Send and Receive Ordering
In each cache, we build a
std::vector<CommBuffer<....>*> send_buf_vec, recv_buf_vec
which
contains pointers to every communication channel associated with
sending/receiving from a MeshData
object. This is useful for a
couple of reasons. First, this speeds up the code by reducing the number
of times a std::unordered_map
lookup from the boundary_comm_map
is required. Second, we allow for any ordering of *_buf_vec
(by
including a secondary array for indexing between sequential index
defined by the order of ForEachBoundary
to the index in the buffer
cache). The ordering of this vector determines the order in which
MPI_Isend
and MPI_Irecv
calls are posted, which can impact the
communication performance. This is something that can be experimented
with for optimal performance. Strangely, I have seen the best results on
test problems for random ordering, but it is not clear if this
generalizes to more realistic problems not being run with all ranks on
the same node. See ``InitializeBufferCache(…)`` for how to choose the
ordering.
Boundary Communication Tasks
Flux Correction Tasks
Flux correction for sparse variables and dense variables is very
similar, the only difference being that for sparse variables if either
the fine or the coarse block is unallocated no flux correction occurs.

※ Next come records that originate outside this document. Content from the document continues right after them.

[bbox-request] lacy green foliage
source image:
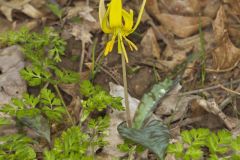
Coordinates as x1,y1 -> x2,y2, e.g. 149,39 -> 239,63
0,28 -> 80,87
44,117 -> 110,160
0,134 -> 36,160
1,89 -> 66,123
80,80 -> 124,122
167,128 -> 240,160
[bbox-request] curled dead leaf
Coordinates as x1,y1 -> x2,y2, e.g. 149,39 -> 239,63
211,5 -> 240,70
140,27 -> 161,59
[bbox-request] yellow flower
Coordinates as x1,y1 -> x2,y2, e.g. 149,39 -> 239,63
99,0 -> 146,63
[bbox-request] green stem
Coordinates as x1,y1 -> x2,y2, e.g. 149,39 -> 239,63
54,85 -> 74,125
121,53 -> 132,127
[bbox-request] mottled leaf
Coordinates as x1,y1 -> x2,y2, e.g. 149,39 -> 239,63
118,120 -> 170,159
133,78 -> 175,129
18,114 -> 50,143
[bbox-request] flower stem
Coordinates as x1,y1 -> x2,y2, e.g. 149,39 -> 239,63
121,53 -> 132,127
54,85 -> 74,125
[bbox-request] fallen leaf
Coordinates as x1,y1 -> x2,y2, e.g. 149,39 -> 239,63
102,82 -> 139,157
65,1 -> 96,22
70,24 -> 92,43
18,114 -> 50,143
140,27 -> 161,59
118,120 -> 170,160
0,46 -> 26,105
211,5 -> 240,70
0,0 -> 43,21
157,14 -> 212,38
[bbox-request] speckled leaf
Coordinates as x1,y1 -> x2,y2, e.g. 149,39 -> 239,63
18,114 -> 50,143
118,120 -> 170,159
133,78 -> 175,129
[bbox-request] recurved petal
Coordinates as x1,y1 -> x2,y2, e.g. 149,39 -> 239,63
130,0 -> 146,33
99,0 -> 106,25
101,7 -> 112,33
122,9 -> 134,33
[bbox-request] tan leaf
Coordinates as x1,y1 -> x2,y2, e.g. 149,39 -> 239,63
157,14 -> 212,38
0,5 -> 13,21
0,46 -> 26,105
22,3 -> 43,19
140,27 -> 161,59
70,24 -> 92,43
212,5 -> 240,70
0,0 -> 43,21
65,1 -> 96,22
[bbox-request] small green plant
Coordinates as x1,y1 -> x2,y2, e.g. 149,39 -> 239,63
167,128 -> 240,160
79,80 -> 124,122
0,28 -> 124,159
0,134 -> 36,160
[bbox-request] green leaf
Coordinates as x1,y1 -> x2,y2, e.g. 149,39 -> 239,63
167,143 -> 183,158
0,134 -> 36,160
118,120 -> 170,160
207,133 -> 218,154
185,147 -> 203,159
47,2 -> 63,19
41,106 -> 65,122
20,66 -> 51,86
217,130 -> 232,144
181,130 -> 193,145
80,80 -> 95,97
231,136 -> 240,151
133,78 -> 175,129
0,118 -> 12,126
17,114 -> 50,143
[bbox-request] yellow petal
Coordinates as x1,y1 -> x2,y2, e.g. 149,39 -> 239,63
99,0 -> 106,25
122,9 -> 134,34
130,0 -> 146,33
109,0 -> 122,28
102,7 -> 112,33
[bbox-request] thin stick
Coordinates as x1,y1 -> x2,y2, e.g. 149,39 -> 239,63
54,85 -> 74,125
179,79 -> 240,96
121,53 -> 132,127
79,41 -> 85,73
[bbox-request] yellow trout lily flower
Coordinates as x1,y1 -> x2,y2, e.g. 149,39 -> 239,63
99,0 -> 146,63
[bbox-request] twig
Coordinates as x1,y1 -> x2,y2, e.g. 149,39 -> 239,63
79,41 -> 85,73
179,79 -> 240,96
219,84 -> 240,96
54,85 -> 74,125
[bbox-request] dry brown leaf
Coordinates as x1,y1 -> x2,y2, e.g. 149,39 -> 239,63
70,24 -> 92,43
157,14 -> 212,38
65,1 -> 96,22
212,5 -> 240,70
0,45 -> 26,106
160,0 -> 206,14
102,82 -> 139,157
146,0 -> 162,18
195,98 -> 239,130
140,27 -> 161,59
0,0 -> 43,21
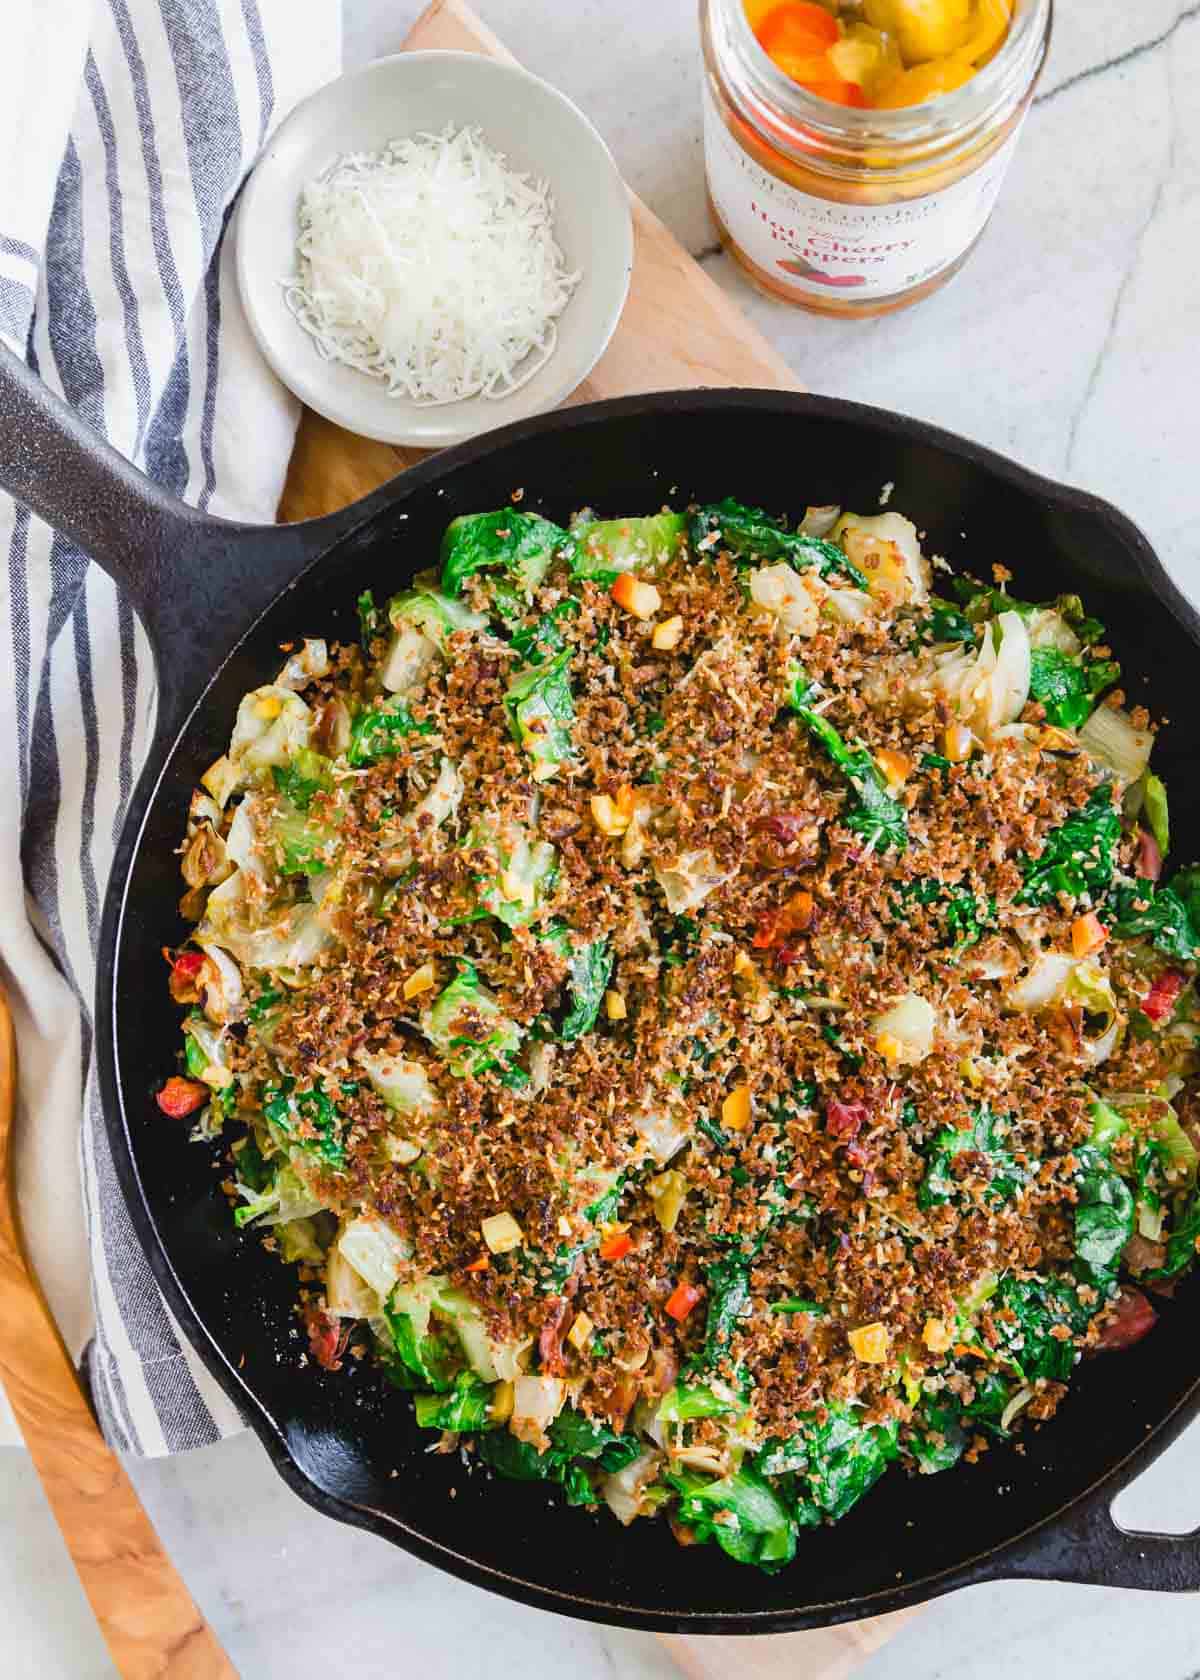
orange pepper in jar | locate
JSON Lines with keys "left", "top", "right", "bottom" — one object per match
{"left": 746, "top": 0, "right": 1012, "bottom": 109}
{"left": 703, "top": 0, "right": 1049, "bottom": 315}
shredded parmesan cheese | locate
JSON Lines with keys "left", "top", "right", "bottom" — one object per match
{"left": 285, "top": 124, "right": 580, "bottom": 405}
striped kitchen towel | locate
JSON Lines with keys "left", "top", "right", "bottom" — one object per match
{"left": 0, "top": 0, "right": 340, "bottom": 1454}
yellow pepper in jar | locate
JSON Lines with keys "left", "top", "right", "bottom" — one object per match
{"left": 744, "top": 0, "right": 1012, "bottom": 109}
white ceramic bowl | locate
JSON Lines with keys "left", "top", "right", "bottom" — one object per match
{"left": 235, "top": 52, "right": 633, "bottom": 449}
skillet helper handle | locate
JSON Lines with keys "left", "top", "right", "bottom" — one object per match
{"left": 980, "top": 1478, "right": 1200, "bottom": 1593}
{"left": 0, "top": 995, "right": 239, "bottom": 1679}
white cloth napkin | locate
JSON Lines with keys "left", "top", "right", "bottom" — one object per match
{"left": 0, "top": 0, "right": 340, "bottom": 1454}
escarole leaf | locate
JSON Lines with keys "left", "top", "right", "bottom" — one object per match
{"left": 992, "top": 1274, "right": 1097, "bottom": 1382}
{"left": 691, "top": 1254, "right": 751, "bottom": 1372}
{"left": 1018, "top": 784, "right": 1120, "bottom": 906}
{"left": 791, "top": 704, "right": 908, "bottom": 853}
{"left": 896, "top": 877, "right": 994, "bottom": 950}
{"left": 1142, "top": 772, "right": 1170, "bottom": 859}
{"left": 572, "top": 512, "right": 687, "bottom": 579}
{"left": 667, "top": 1465, "right": 797, "bottom": 1571}
{"left": 509, "top": 598, "right": 579, "bottom": 663}
{"left": 919, "top": 600, "right": 976, "bottom": 645}
{"left": 539, "top": 926, "right": 614, "bottom": 1039}
{"left": 560, "top": 938, "right": 614, "bottom": 1039}
{"left": 1073, "top": 1146, "right": 1135, "bottom": 1289}
{"left": 1147, "top": 1191, "right": 1200, "bottom": 1280}
{"left": 504, "top": 649, "right": 575, "bottom": 782}
{"left": 421, "top": 962, "right": 524, "bottom": 1078}
{"left": 262, "top": 1078, "right": 354, "bottom": 1168}
{"left": 383, "top": 1292, "right": 460, "bottom": 1392}
{"left": 478, "top": 1407, "right": 638, "bottom": 1508}
{"left": 271, "top": 748, "right": 333, "bottom": 811}
{"left": 909, "top": 1394, "right": 968, "bottom": 1474}
{"left": 1029, "top": 648, "right": 1118, "bottom": 730}
{"left": 690, "top": 499, "right": 867, "bottom": 589}
{"left": 1106, "top": 876, "right": 1200, "bottom": 964}
{"left": 347, "top": 699, "right": 435, "bottom": 767}
{"left": 413, "top": 1370, "right": 496, "bottom": 1431}
{"left": 918, "top": 1105, "right": 1024, "bottom": 1210}
{"left": 440, "top": 510, "right": 575, "bottom": 597}
{"left": 756, "top": 1402, "right": 899, "bottom": 1526}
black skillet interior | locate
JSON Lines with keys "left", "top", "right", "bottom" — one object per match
{"left": 103, "top": 392, "right": 1200, "bottom": 1630}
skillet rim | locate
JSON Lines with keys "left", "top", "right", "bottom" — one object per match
{"left": 96, "top": 388, "right": 1200, "bottom": 1632}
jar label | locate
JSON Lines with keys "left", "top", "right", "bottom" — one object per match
{"left": 702, "top": 82, "right": 1021, "bottom": 301}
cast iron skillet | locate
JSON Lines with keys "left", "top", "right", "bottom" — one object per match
{"left": 4, "top": 345, "right": 1200, "bottom": 1633}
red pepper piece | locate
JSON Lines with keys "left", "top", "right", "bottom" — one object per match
{"left": 1093, "top": 1287, "right": 1157, "bottom": 1353}
{"left": 1137, "top": 827, "right": 1163, "bottom": 883}
{"left": 166, "top": 947, "right": 206, "bottom": 1004}
{"left": 155, "top": 1076, "right": 209, "bottom": 1118}
{"left": 826, "top": 1098, "right": 868, "bottom": 1140}
{"left": 665, "top": 1280, "right": 702, "bottom": 1322}
{"left": 304, "top": 1305, "right": 349, "bottom": 1371}
{"left": 1141, "top": 969, "right": 1186, "bottom": 1025}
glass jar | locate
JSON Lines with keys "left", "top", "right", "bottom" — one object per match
{"left": 700, "top": 0, "right": 1052, "bottom": 316}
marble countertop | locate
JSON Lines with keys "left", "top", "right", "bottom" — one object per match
{"left": 6, "top": 2, "right": 1200, "bottom": 1676}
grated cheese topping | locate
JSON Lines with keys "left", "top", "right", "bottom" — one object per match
{"left": 284, "top": 124, "right": 581, "bottom": 406}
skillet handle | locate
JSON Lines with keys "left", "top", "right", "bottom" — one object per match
{"left": 977, "top": 1477, "right": 1200, "bottom": 1593}
{"left": 0, "top": 342, "right": 369, "bottom": 732}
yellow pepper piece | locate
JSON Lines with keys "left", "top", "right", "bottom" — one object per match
{"left": 567, "top": 1311, "right": 595, "bottom": 1352}
{"left": 865, "top": 0, "right": 970, "bottom": 63}
{"left": 722, "top": 1083, "right": 752, "bottom": 1132}
{"left": 873, "top": 53, "right": 976, "bottom": 105}
{"left": 923, "top": 1317, "right": 952, "bottom": 1354}
{"left": 490, "top": 1380, "right": 515, "bottom": 1422}
{"left": 403, "top": 962, "right": 437, "bottom": 1000}
{"left": 828, "top": 37, "right": 883, "bottom": 87}
{"left": 875, "top": 747, "right": 913, "bottom": 791}
{"left": 848, "top": 1322, "right": 891, "bottom": 1363}
{"left": 590, "top": 792, "right": 631, "bottom": 837}
{"left": 958, "top": 0, "right": 1011, "bottom": 64}
{"left": 604, "top": 989, "right": 628, "bottom": 1021}
{"left": 941, "top": 723, "right": 974, "bottom": 762}
{"left": 652, "top": 615, "right": 684, "bottom": 651}
{"left": 876, "top": 1031, "right": 905, "bottom": 1065}
{"left": 648, "top": 1168, "right": 689, "bottom": 1234}
{"left": 481, "top": 1211, "right": 524, "bottom": 1254}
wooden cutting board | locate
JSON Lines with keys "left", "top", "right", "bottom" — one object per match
{"left": 279, "top": 2, "right": 918, "bottom": 1673}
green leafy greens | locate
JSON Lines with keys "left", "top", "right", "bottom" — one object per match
{"left": 689, "top": 499, "right": 867, "bottom": 589}
{"left": 504, "top": 649, "right": 575, "bottom": 781}
{"left": 440, "top": 510, "right": 574, "bottom": 597}
{"left": 919, "top": 1105, "right": 1024, "bottom": 1209}
{"left": 791, "top": 704, "right": 908, "bottom": 854}
{"left": 1018, "top": 785, "right": 1120, "bottom": 906}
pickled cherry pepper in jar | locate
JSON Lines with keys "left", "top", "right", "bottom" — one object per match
{"left": 700, "top": 0, "right": 1052, "bottom": 315}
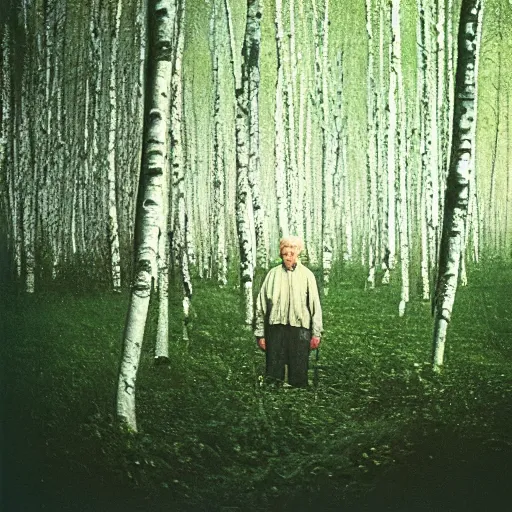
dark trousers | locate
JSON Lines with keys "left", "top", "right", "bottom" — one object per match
{"left": 266, "top": 324, "right": 311, "bottom": 387}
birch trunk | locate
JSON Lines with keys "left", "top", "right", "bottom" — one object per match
{"left": 432, "top": 0, "right": 483, "bottom": 373}
{"left": 0, "top": 28, "right": 9, "bottom": 224}
{"left": 385, "top": 0, "right": 398, "bottom": 280}
{"left": 235, "top": 0, "right": 259, "bottom": 326}
{"left": 487, "top": 3, "right": 502, "bottom": 256}
{"left": 107, "top": 0, "right": 123, "bottom": 292}
{"left": 90, "top": 0, "right": 104, "bottom": 272}
{"left": 505, "top": 91, "right": 511, "bottom": 256}
{"left": 377, "top": 0, "right": 387, "bottom": 270}
{"left": 20, "top": 53, "right": 36, "bottom": 293}
{"left": 282, "top": 0, "right": 299, "bottom": 238}
{"left": 155, "top": 101, "right": 172, "bottom": 362}
{"left": 427, "top": 2, "right": 440, "bottom": 270}
{"left": 210, "top": 0, "right": 228, "bottom": 286}
{"left": 1, "top": 25, "right": 16, "bottom": 276}
{"left": 436, "top": 0, "right": 447, "bottom": 190}
{"left": 462, "top": 0, "right": 483, "bottom": 274}
{"left": 117, "top": 0, "right": 175, "bottom": 432}
{"left": 392, "top": 0, "right": 409, "bottom": 317}
{"left": 304, "top": 95, "right": 315, "bottom": 262}
{"left": 245, "top": 0, "right": 266, "bottom": 268}
{"left": 320, "top": 0, "right": 332, "bottom": 294}
{"left": 365, "top": 0, "right": 378, "bottom": 290}
{"left": 274, "top": 0, "right": 289, "bottom": 238}
{"left": 171, "top": 0, "right": 192, "bottom": 341}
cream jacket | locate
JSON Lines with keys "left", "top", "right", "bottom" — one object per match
{"left": 254, "top": 261, "right": 323, "bottom": 338}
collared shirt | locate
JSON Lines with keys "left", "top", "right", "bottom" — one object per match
{"left": 254, "top": 261, "right": 323, "bottom": 338}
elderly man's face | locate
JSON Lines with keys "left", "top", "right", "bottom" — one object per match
{"left": 281, "top": 246, "right": 298, "bottom": 270}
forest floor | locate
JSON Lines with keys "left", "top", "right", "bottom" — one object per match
{"left": 1, "top": 263, "right": 512, "bottom": 512}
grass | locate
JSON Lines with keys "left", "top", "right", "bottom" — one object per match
{"left": 1, "top": 263, "right": 511, "bottom": 511}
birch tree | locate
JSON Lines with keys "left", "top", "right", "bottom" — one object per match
{"left": 384, "top": 0, "right": 399, "bottom": 282}
{"left": 210, "top": 0, "right": 228, "bottom": 286}
{"left": 432, "top": 0, "right": 483, "bottom": 373}
{"left": 155, "top": 0, "right": 178, "bottom": 363}
{"left": 245, "top": 0, "right": 266, "bottom": 268}
{"left": 235, "top": 0, "right": 260, "bottom": 326}
{"left": 365, "top": 0, "right": 378, "bottom": 289}
{"left": 170, "top": 0, "right": 192, "bottom": 341}
{"left": 389, "top": 0, "right": 409, "bottom": 316}
{"left": 320, "top": 0, "right": 333, "bottom": 293}
{"left": 107, "top": 0, "right": 123, "bottom": 292}
{"left": 274, "top": 0, "right": 289, "bottom": 238}
{"left": 486, "top": 0, "right": 503, "bottom": 256}
{"left": 117, "top": 0, "right": 175, "bottom": 432}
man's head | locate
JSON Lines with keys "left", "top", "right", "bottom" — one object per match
{"left": 279, "top": 235, "right": 304, "bottom": 270}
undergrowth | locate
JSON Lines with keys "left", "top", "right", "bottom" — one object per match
{"left": 1, "top": 263, "right": 511, "bottom": 511}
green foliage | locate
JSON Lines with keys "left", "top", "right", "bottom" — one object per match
{"left": 2, "top": 265, "right": 511, "bottom": 511}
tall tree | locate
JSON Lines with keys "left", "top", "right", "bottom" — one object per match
{"left": 117, "top": 0, "right": 175, "bottom": 432}
{"left": 320, "top": 0, "right": 333, "bottom": 293}
{"left": 107, "top": 0, "right": 123, "bottom": 292}
{"left": 170, "top": 0, "right": 192, "bottom": 341}
{"left": 235, "top": 0, "right": 260, "bottom": 326}
{"left": 432, "top": 0, "right": 483, "bottom": 372}
{"left": 390, "top": 0, "right": 409, "bottom": 316}
{"left": 365, "top": 0, "right": 378, "bottom": 290}
{"left": 210, "top": 0, "right": 228, "bottom": 286}
{"left": 245, "top": 0, "right": 266, "bottom": 268}
{"left": 274, "top": 0, "right": 289, "bottom": 238}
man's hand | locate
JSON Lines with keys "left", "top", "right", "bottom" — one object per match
{"left": 310, "top": 336, "right": 321, "bottom": 350}
{"left": 257, "top": 338, "right": 266, "bottom": 351}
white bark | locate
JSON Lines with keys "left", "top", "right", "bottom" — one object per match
{"left": 171, "top": 0, "right": 192, "bottom": 340}
{"left": 420, "top": 181, "right": 430, "bottom": 300}
{"left": 107, "top": 0, "right": 123, "bottom": 292}
{"left": 155, "top": 99, "right": 172, "bottom": 361}
{"left": 432, "top": 0, "right": 483, "bottom": 373}
{"left": 505, "top": 91, "right": 511, "bottom": 255}
{"left": 234, "top": 0, "right": 259, "bottom": 326}
{"left": 377, "top": 0, "right": 387, "bottom": 268}
{"left": 210, "top": 1, "right": 228, "bottom": 286}
{"left": 20, "top": 54, "right": 35, "bottom": 293}
{"left": 320, "top": 0, "right": 332, "bottom": 293}
{"left": 392, "top": 0, "right": 409, "bottom": 317}
{"left": 365, "top": 0, "right": 378, "bottom": 290}
{"left": 386, "top": 0, "right": 397, "bottom": 275}
{"left": 304, "top": 95, "right": 315, "bottom": 262}
{"left": 274, "top": 0, "right": 289, "bottom": 238}
{"left": 427, "top": 2, "right": 440, "bottom": 270}
{"left": 245, "top": 0, "right": 266, "bottom": 268}
{"left": 274, "top": 64, "right": 288, "bottom": 236}
{"left": 117, "top": 0, "right": 175, "bottom": 432}
{"left": 91, "top": 0, "right": 104, "bottom": 270}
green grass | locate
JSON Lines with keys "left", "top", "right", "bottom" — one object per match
{"left": 1, "top": 264, "right": 511, "bottom": 511}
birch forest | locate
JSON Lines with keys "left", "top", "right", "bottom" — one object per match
{"left": 2, "top": 0, "right": 512, "bottom": 510}
{"left": 3, "top": 0, "right": 512, "bottom": 299}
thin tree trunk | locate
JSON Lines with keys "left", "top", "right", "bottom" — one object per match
{"left": 245, "top": 0, "right": 266, "bottom": 268}
{"left": 365, "top": 0, "right": 378, "bottom": 290}
{"left": 117, "top": 0, "right": 175, "bottom": 432}
{"left": 390, "top": 0, "right": 409, "bottom": 316}
{"left": 107, "top": 0, "right": 123, "bottom": 292}
{"left": 274, "top": 0, "right": 289, "bottom": 239}
{"left": 377, "top": 0, "right": 388, "bottom": 271}
{"left": 320, "top": 0, "right": 332, "bottom": 294}
{"left": 432, "top": 0, "right": 483, "bottom": 373}
{"left": 210, "top": 0, "right": 228, "bottom": 286}
{"left": 487, "top": 0, "right": 502, "bottom": 256}
{"left": 506, "top": 90, "right": 511, "bottom": 257}
{"left": 235, "top": 0, "right": 259, "bottom": 326}
{"left": 385, "top": 0, "right": 399, "bottom": 281}
{"left": 171, "top": 0, "right": 192, "bottom": 341}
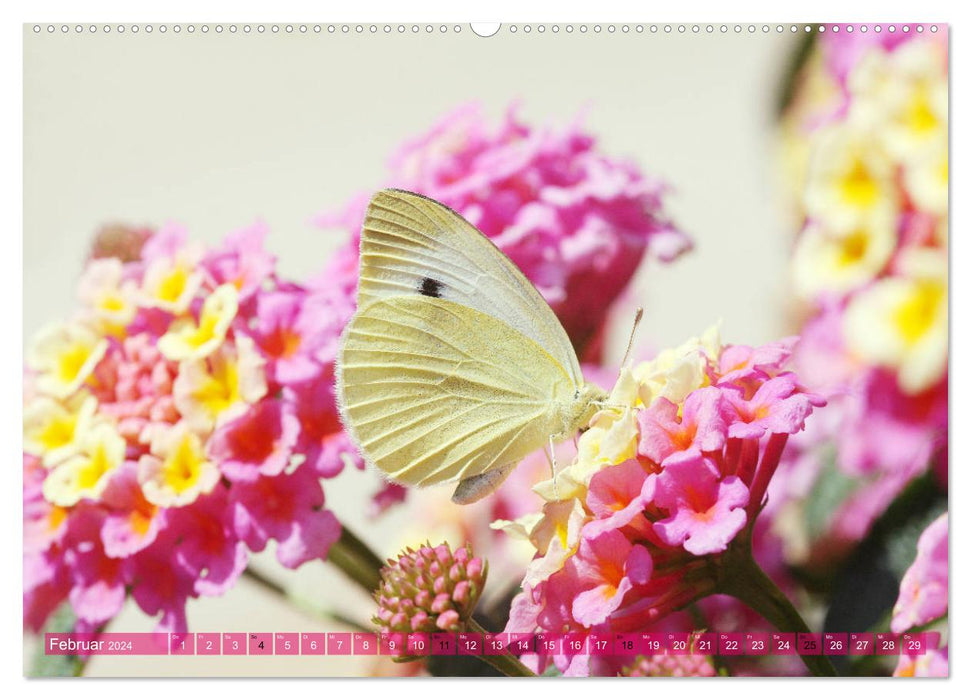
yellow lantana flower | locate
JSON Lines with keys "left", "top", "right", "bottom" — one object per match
{"left": 633, "top": 323, "right": 721, "bottom": 408}
{"left": 844, "top": 248, "right": 947, "bottom": 394}
{"left": 803, "top": 123, "right": 899, "bottom": 236}
{"left": 27, "top": 321, "right": 108, "bottom": 399}
{"left": 850, "top": 39, "right": 947, "bottom": 166}
{"left": 137, "top": 422, "right": 220, "bottom": 507}
{"left": 140, "top": 243, "right": 204, "bottom": 314}
{"left": 42, "top": 421, "right": 126, "bottom": 507}
{"left": 904, "top": 139, "right": 948, "bottom": 217}
{"left": 77, "top": 258, "right": 138, "bottom": 335}
{"left": 158, "top": 284, "right": 239, "bottom": 361}
{"left": 495, "top": 498, "right": 589, "bottom": 589}
{"left": 792, "top": 214, "right": 897, "bottom": 299}
{"left": 23, "top": 394, "right": 97, "bottom": 467}
{"left": 172, "top": 334, "right": 267, "bottom": 431}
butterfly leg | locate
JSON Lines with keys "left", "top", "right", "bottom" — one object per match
{"left": 451, "top": 464, "right": 515, "bottom": 505}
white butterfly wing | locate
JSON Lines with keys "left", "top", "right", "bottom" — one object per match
{"left": 356, "top": 189, "right": 583, "bottom": 388}
{"left": 337, "top": 294, "right": 577, "bottom": 486}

Flux correction communication cannot trigger allocation. The flux
correction routines mirror the boundary routines, except that they do
not accept a BoundaryType
template parameter since the flux
corrections are limited to fine-to-coarse boundaries (which is its own
BoundaryType
). Cacheing and the “in one” machinery has not been
implemented here yet and it probably does not have a big impact on
performance, but it should be very straightforward to switch to
cacheing if desired.
StartReceiveFluxCorrections(std::shared_ptr<MeshData<Real>>&)
LoadAndSendFluxCorrections(std::shared_ptr<MeshData<Real>>&)
ReceiveFluxCorrections(std::shared_ptr<MeshData<Real>>&)
SetFluxCorrections(std::shared_ptr<MeshData<Real>>&)
Now that non-cell-centered fields are implemented in Parthenon, the flux correction tasks can be unified with the boundary communication above.